I was beginning to get a little better hold upon my nerves by this time and I laughed.
"Bob is needing the rest, all right, but he will murder me when he finds out that you've been here and I didn't call him. If you want to save my life, you'd better reconsider."
"No; don't call him," she insisted. "It isn't at all necessary, and—and perhaps you can tell me what I want to know—what I ought to know before I——" the sentence trailed off into nothing and she began again rather breathlessly: "Mr. Bertrand, can you—can you satisfy me in any way that you and your two friends have a legal right to this claim you are working? It's a perfect—impertinence in me, to ask, I know, but——"
"It is a fair question," I hastened to assure her; "one that any one might ask. With the proper means at hand—maps and records—I could very easily answer it."
"But—but there may have been mistakes made," she suggested.
"Doubtless there were; but we haven't made them. The Lawrenceburg Company owns the ground on two sides of us, and for some considerable distance beyond us toward the head of the gulch; but I can assure you that our title to the Little Clean-Up is perfectly good and legal in every way."

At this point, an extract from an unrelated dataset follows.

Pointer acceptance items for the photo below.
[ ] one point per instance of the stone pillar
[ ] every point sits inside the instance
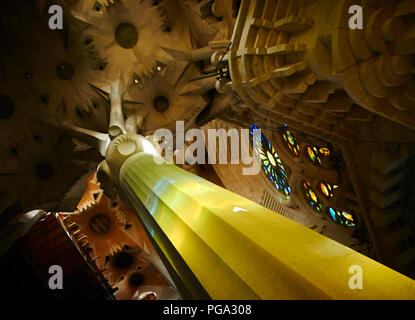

"It is going to be disputed," she broke in hurriedly. "Mr. Blackwell has talked about it—before me, just as if I didn't count. Telegrams have been passing back and forth, and the Lawrenceburg owners in the East have given Mr. Blackwell full authority to take such steps as he may think best. I—that is, Daddy and I—have known Mr. Barrett for a long time, and I couldn't let this thing happen without giving him just a little warning. Some kind of legal proceedings have already been begun, and you are to be driven off—to-morrow."
"Oh, I guess not; not so suddenly as all that," I ventured to say. There were many questions to come crowding in, but I could scarcely expect the assayer's daughter to answer them. Her father had plainly declared his belief that we were stealing Lawrenceburg ore and planning a blackmailing scheme: had he told Blackwell? The query practically answered itself. If Blackwell had been told that we were salting our claim with ore stolen from the Lawrenceburg sheds, the "legal proceedings" would have been a simple arrest-warrant and a search for stolen property. Had Everton told his daughter? This was blankly incredible. If he had told her that we were thieves, she would never have gone so far aside from her childhood hatred of duplicity and wrong-doing as to come and warn us.
"I was afraid you might not believe me," she said, with a little catch in her voice; and then: "I can't blame you; after what you have suf—after all that has happened."
If I hadn't been completely lost in admiration for her keen sense of justice, and more or less bewildered by her beauty and her nearness, I might have caught the significance of what she was trying to say. But I didn't.